One tantalizing thing about Missing, Presumed is that the mystery feels as though it should be easy to solve. It's a hard whodunnit to puzzle out. The author embeds clues in intricate psychological portraits of each of her characters. Every cast member is full of surprises. All of them have secrets and most are characters prone to telling half-truths. My suspicions kept shifting as I read.
Our hero—the reader's best hope for a satisfying resolution to the case—is Manon, a smart, lonely, bitingly funny detective with Scotland Yard. Manon navigates the stress, bureaucracy, and cafeteria meals of her job to solve some of the agency's most vexing mysteries, and spends her free time going on terrible internet dates.
Although Edith is offstage as the plot develops, Manon's dogged and deft investigation allows us to develop a portrait of the missing woman: clever, earnest, and spoiled, a little dramatic and a little self-dramatizing, capable of immense selfishness and endearing kindness, of callousness and tremendous feeling. The characters' competing perspectives on Edith and her motives keep the story speeding forward. The many false leads along the way add to the excitement.
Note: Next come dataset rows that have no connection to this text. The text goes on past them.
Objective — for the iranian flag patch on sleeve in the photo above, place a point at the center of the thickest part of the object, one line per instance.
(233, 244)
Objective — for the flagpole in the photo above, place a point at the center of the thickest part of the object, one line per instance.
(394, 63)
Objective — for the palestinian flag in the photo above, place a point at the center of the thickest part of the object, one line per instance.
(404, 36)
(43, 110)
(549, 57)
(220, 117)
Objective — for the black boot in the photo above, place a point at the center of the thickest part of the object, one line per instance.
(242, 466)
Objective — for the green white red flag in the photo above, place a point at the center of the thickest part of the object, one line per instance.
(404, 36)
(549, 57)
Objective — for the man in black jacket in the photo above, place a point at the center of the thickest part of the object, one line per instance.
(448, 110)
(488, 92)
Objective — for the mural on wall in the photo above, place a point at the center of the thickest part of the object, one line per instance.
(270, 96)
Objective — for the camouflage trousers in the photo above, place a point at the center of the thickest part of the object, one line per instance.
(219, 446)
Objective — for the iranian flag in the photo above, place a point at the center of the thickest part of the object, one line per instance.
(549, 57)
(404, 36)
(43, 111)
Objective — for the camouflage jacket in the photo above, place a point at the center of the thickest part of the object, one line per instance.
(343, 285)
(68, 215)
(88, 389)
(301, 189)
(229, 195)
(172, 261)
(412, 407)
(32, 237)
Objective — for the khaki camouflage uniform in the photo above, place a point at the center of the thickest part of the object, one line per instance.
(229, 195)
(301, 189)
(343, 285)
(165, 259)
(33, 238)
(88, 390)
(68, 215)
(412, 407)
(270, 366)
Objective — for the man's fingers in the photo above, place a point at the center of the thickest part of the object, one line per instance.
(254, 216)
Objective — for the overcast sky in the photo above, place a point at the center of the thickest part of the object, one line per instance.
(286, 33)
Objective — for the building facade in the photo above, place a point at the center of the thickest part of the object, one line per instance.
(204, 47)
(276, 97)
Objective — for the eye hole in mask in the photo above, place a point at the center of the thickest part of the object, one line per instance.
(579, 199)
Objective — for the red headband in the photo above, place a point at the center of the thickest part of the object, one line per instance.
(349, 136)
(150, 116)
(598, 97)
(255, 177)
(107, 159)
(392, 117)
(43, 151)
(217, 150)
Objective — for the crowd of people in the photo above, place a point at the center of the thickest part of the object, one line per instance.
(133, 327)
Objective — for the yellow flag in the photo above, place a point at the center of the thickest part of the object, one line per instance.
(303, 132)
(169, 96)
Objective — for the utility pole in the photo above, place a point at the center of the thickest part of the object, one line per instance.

Ultimately, the beauty of this book is less about plot than about its insights into unexpected connections between people. Whatever resolutions the characters may find by the end of the book are not the kind they've been seeking—or the kind we're expecting.
Touches like these elevate Missing, Presumed far beyond a boilerplate police procedural into a work of art. Weeks after I finished reading I still find myself thinking—wondering—about the characters. And hoping for a sequel.